Moreover, there is a clear trend where datasets with a larger number of records consistently show higher accuracy across the five different models in both PolyFLAM and PolyFLAP. This result is consistent with expectations, as a larger volume of records in a dataset leads to additional data availability for local training at the client node. This subsequently leads to an improvement in the local training quality and also in the global model quality. In particular, the results observed with the simulated dataset are remarkable, showing accuracies that exceed the threshold of 90% across various quality parameters. In contrast, the surgical deepnet dataset achieves comparatively lower accuracy, at 76% during the optimal iteration. In turn, the SHAREEDB dataset exhibits the least pronounced performance, as its highest accuracy across models does not exceed 62%. This clearly shows the influence of dataset size on model performance and learning quality. This observed phenomenon can be discussed from two strategic perspectives:
  • Potential to improve learning quality: the observed results encourage improving PolyFLAM and PolyFLAP so that they perform well when dealing with relatively small datasets;
  • Encouragement of client contributions: since the two proposed frameworks preserve user privacy, they can be considered as a solution to attract more participants to a FL training cycle, thus providing an opportunity to increase data availability and improve model performance.
In summary, the results highlight the potential of these frameworks to go beyond their primary focus on security and also contribute to improving the quality of learning. Moreover, the scalability and privacy-friendly characteristics of these frameworks suggest that they can provide even more robust results as the participating entities expand. Although PolyFLAM and PolyFLAP introduce novel frameworks by incorporating polymorphic encryption into federated learning, making direct comparisons with classical machine learning models applied to these datasets, such as [69,70,71], is challenging due to their unique concepts; however, it is still possible to assess their advantages relative to existing methods.Specifically, these frameworks surpass previous implementations in terms of robustness against inference attacks—a security aspect not adequately addressed by earlier approaches. PolyFLAM and PolyFLAP offer superior protection by ensuring that even if an encryption key is compromised, it poses no threat to the system because each key is used only once, even by the same user. This level of security represents a significant advancement over prior FL methods.

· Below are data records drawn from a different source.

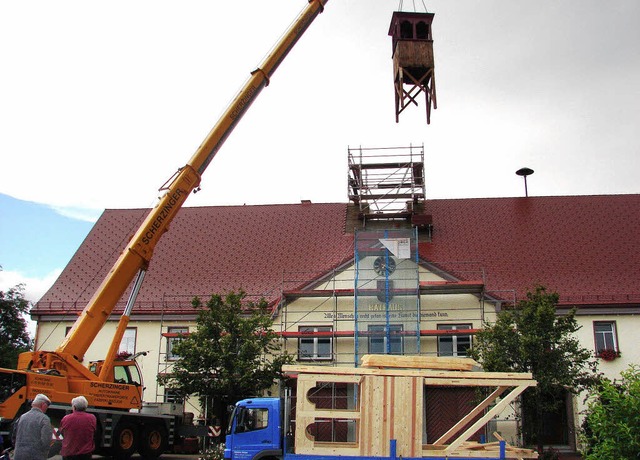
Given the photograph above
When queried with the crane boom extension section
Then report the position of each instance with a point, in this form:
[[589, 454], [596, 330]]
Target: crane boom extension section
[[138, 253], [112, 385]]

4.7. Comparison to the State of the Art

In this section, a thorough comparison will be presented between the novel federated machine learning frameworks (FL) presented in this study and the existing state-of-the-art approaches. This comparison highlights the particular focus on data security and privacy achieved by incorporating polymorphic and homomorphic encryption techniques. This comparison is presented in Table 7 below:

5. Challenges and Future Perspectives

As the federal learning environment evolves, a number of obstacles and interesting options for future development emerge. This chapter addresses the many challenges associated with the development, deployment, and evaluation of the proposed federated learning frameworks PolyFLAM and PolyFLAP. These issues range from heterogeneity to the requirement for effective communication methods. In addition, the chapter highlights the future prospects that will face the proposed frameworks and, by extension, the entire field of FL. Federated learning will change machine learning paradigms and data-driven innovation by addressing current problems and highlighting future opportunities.

5.1. Challenges

In the context of PolyFLAM and PolyFLAP, a number of challenges arise that are closely related to the implementation and refinement of these federated learning frameworks.

5.1.1. Heterogeneity

Heterogeneity poses a particular challenge for the proposed framework, especially due to the fact that it only supports "horizontal FL data" This notion covers scenarios where different clients process data with identical characteristics. Although the framework covers this particular data type well, it is important to recognize that alternative approaches were not considered or tested in our study. This highlights the need for further research to include the broader landscape of data heterogeneity.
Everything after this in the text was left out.